Overview

Work through various classification metrics creating functions in R to carry out the various calculations. Some functions in packages that provide equivalent results will also be investigated. Finally, graphical outputs that can be used to evaluate the output of classification models will be created, such as binary logistic regression.

1. Import Data

Download the classification output data set.

classification.data <- read.csv(paste0("https://raw.githubusercontent.com/jzuniga123/",
                            "SPS/master/DATA%20621/classification-output-data.csv"))
is.data.frame(classification.data)
## [1] TRUE

2. Confusion Matrix

The data set has three key columns we will use: + class: the actual class for the observation + scored.class: the predicted class for the observation (based on a threshold of 0.5) + scored.probability: the predicted probability of success for the observation

classification.data <- classification.data[,c("class","scored.class","scored.probability")]

Use the table() function to get the raw confusion matrix for this scored dataset. Make sure you understand the output. In particular, do the rows represent the actual or predicted class? The columns?

wrong_order <- table(classification.data$scored.class, classification.data$class)
cm <- apply(apply(wrong_order, 1, rev), 1, rev)
colnames(cm) <- c("Class 1", "Class 0"); rownames(cm) <- c("Scored 1", "Scored 0"); cm
##           
##            Class 1 Class 0
##   Scored 1      27       5
##   Scored 0      30     119

In the above output the rows represent the predicted class and the columns represent the actual class.

\(n=181\) Actual 1 Actual 0
Predicted 1 \(TP = A = 27\) \(FP = B = 5\)
Predicted 0 \(FN = C = 30\) \(TN = D = 119\)

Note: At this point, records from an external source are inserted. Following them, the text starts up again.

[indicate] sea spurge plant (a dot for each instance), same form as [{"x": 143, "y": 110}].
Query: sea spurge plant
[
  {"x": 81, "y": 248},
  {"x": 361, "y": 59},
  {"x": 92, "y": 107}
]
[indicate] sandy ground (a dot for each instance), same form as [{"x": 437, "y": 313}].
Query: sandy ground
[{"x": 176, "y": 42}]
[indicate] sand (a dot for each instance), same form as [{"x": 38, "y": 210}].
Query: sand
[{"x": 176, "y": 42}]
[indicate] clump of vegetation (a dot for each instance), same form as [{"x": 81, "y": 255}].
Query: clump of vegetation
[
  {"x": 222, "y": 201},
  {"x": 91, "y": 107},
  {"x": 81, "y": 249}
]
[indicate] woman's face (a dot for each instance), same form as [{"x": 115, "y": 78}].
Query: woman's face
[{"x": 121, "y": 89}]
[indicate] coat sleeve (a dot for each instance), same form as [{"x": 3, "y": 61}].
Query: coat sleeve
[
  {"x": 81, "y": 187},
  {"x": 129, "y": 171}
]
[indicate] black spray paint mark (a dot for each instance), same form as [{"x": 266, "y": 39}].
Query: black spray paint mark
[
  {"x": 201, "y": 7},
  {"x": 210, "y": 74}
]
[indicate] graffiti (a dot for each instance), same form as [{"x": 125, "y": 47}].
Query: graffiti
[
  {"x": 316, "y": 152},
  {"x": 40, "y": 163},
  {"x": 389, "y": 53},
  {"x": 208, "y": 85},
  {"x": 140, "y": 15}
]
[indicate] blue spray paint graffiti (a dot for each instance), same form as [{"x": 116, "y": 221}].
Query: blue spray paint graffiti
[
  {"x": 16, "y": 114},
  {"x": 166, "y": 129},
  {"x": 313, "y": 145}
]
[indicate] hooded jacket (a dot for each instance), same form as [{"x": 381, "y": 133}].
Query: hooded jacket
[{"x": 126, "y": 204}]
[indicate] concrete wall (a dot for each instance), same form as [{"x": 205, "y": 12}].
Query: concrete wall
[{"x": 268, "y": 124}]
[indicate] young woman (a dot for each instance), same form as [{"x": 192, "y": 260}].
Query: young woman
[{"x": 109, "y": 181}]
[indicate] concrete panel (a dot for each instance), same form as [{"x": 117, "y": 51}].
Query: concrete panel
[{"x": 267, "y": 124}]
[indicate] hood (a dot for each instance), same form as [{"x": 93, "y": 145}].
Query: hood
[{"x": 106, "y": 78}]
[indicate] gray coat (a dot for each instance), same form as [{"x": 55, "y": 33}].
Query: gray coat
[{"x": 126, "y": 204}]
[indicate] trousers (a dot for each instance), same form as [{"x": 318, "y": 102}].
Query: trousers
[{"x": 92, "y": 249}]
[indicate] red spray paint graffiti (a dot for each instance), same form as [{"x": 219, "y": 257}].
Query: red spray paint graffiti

For this dataset the class value 1 is interpreted as “tested positive for diabetes.” True Positive (TP) = \(A\), False Positive (FP) = \(B\), False Negative (FN) = \(C\), and True Negative (TN) = \(D\). These conditions can be contingent on what is considered a “positive” for a given dataset and how the Predicted and Actual values are arranged (transposed or not) in the confusion matrix.

3. Accuracy

Write a function that takes the data set as a dataframe, with actual and predicted classifications identified, and returns the accuracy of the predictions. \[\textrm{Accuracy} = \cfrac { TP+TN }{ TP + TN + FP + FN } = \cfrac { A+D }{ A + B + C + D }\]

my_accuracy <- function(dataframe, predicted, actual) {
  datatable <- table(dataframe[ ,predicted], dataframe[ ,actual])
  confusion_matrix <- apply(apply(datatable, 1, rev), 1, rev)
  A <- confusion_matrix[1,1]; B <- confusion_matrix[1,2]
  C <- confusion_matrix[2,1]; D <- confusion_matrix[2,2]
  accuracy <- (A + D) / (A + B + C + D)
  return (accuracy)
}

4. Classification Error Rate

Write a function that takes the data set as a dataframe, with actual and predicted classifications identified, and returns the classification error rate of the predictions. \[\textrm{Classification Error Rate} = \cfrac { FP+FN }{ TP + TN + FP + FN } = \cfrac { B+C }{ A + B + C + D }\]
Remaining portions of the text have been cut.